Unfortunately no one system can service a load above own capacity, it's why DoS attacks are possible and they really work, we can even see them during Black Friday and other similar events.
It's true. My latest web server has the problem for servicing websocket requests, so I hope you will teach me how to get over the problem. Here is URL just in case.
If you don't use these stacks then it's just an address space. If you use them then you would use them in async, too.
That was solved decades ago. Sadly it requires changes to OS kernel and people would rather build Goldberg machines like async than go and change their OS kernel…
It's the same reason for why QUIC is layered on top of UDP: in theory TCP/IP should support something like QUIC natively, in practice you have to deal with idiocy of network equipment developers thus Goldberg machines is the way to do.

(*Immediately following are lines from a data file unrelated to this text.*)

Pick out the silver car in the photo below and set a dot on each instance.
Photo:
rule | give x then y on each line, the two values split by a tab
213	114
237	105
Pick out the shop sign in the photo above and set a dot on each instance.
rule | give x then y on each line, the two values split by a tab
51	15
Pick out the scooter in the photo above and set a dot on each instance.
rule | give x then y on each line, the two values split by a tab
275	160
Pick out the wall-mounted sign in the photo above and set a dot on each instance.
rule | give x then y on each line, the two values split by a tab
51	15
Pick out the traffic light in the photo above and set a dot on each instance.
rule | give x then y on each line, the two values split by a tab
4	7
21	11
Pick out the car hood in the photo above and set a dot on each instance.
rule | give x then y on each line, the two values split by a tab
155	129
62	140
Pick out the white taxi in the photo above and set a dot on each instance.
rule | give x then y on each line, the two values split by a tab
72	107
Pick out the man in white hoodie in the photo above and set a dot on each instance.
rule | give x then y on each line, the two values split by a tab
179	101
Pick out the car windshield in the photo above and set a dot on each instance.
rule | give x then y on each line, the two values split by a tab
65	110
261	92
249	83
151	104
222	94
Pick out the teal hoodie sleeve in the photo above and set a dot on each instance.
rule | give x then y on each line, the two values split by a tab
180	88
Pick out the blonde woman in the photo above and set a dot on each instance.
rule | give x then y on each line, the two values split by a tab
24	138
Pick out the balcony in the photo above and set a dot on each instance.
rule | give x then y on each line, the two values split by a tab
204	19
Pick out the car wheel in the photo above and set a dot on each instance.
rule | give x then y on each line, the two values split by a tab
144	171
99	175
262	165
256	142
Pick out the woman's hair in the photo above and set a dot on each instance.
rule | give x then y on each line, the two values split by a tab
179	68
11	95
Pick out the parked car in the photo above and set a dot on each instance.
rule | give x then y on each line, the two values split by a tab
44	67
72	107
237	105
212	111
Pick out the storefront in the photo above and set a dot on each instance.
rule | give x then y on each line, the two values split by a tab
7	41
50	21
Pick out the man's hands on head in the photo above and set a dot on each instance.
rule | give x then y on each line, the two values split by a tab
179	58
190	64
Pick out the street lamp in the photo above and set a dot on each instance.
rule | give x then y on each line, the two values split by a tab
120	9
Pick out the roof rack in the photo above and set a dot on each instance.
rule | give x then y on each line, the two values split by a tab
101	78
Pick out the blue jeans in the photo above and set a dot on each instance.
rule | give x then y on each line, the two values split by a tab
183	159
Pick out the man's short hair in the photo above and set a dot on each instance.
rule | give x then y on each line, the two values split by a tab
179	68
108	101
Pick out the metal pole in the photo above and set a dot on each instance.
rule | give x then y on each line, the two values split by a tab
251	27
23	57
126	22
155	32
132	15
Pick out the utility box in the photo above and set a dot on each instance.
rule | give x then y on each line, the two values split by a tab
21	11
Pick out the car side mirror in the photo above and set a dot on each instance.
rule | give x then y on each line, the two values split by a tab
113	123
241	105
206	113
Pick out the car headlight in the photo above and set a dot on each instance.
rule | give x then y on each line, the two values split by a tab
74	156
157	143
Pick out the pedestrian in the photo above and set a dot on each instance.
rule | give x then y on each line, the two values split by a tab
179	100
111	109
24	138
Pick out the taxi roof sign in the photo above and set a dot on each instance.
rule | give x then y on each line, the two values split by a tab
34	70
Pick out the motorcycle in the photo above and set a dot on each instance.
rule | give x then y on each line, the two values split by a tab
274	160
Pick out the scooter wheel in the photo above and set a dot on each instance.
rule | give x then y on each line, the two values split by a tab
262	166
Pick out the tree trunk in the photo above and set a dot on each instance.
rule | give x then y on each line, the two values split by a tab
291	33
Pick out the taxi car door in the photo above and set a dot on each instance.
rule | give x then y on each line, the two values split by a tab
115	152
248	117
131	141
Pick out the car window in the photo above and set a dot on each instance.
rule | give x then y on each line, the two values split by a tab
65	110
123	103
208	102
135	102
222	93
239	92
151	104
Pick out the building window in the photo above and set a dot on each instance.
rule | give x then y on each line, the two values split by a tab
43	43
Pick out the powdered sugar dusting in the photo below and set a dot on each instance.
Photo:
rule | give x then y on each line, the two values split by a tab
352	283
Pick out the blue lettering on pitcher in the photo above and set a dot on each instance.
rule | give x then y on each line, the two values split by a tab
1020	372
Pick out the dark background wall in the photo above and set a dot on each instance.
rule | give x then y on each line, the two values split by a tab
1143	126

Same with async: in a sane world it would have been used exclusively where it makes sense — as a replacement for threads noth together with threads… but we don't live in a sane world.
I built some protection against DoS attacks in my web server, it monitors the number of requests from an IP (or logged on user), and also the socket read/write bytes, and has a budget for each. I don't know how effective it would be against a real attack as I never saw one. It is written with Tokio.
True. People migrated from cooperative multitasking (Win3.11, classic Mac OS) to preemptive (timer-based) one, and then... migrated back as every single language has async/await nowadays. And they also introduced function-coloring. The only exception here is Go as they replace blocking functions with non-blocking in goroutines afair.
..but we have NAT and NAT uses TCP or UDP ports so we have to use UDP or patch every single router on the Internet.
This world is full of strange solutions: People send Base64-encoded binary data via JSON via REST via HTTP instead of bare TCP. Or they invent a scripting language without static types and then create linters to check types. They implement GC and then explicitly close resources as GC doesn't have "drop"/descrutors. And so on..
No need to imagine. The following code works fine on my computer without even needing to adjust ulimits:
use std::{
thread::{sleep, spawn},
time::Duration};
fn main() {
let mut threads = Vec::new();
for i in 0..10000 {
threads.push(spawn(move ||{
sleep(Duration::from_secs(1));
i
}));
}
let mut res = Vec::new();
for t in threads {
res.push(t.join().unwrap());
}
println!("{:?}", res);
}
The C10k problem is over 20 years old now; the state of the art has changed by a few orders of magnitude since then.
The real reason nobody uses that solution is that Google never released it. I suppose somebody could try to reproduce it, but most OSS people lack something like Google's infrastructure to test on (and "we're still working on this" tends to have a dampening effect on that kind of effort springing up).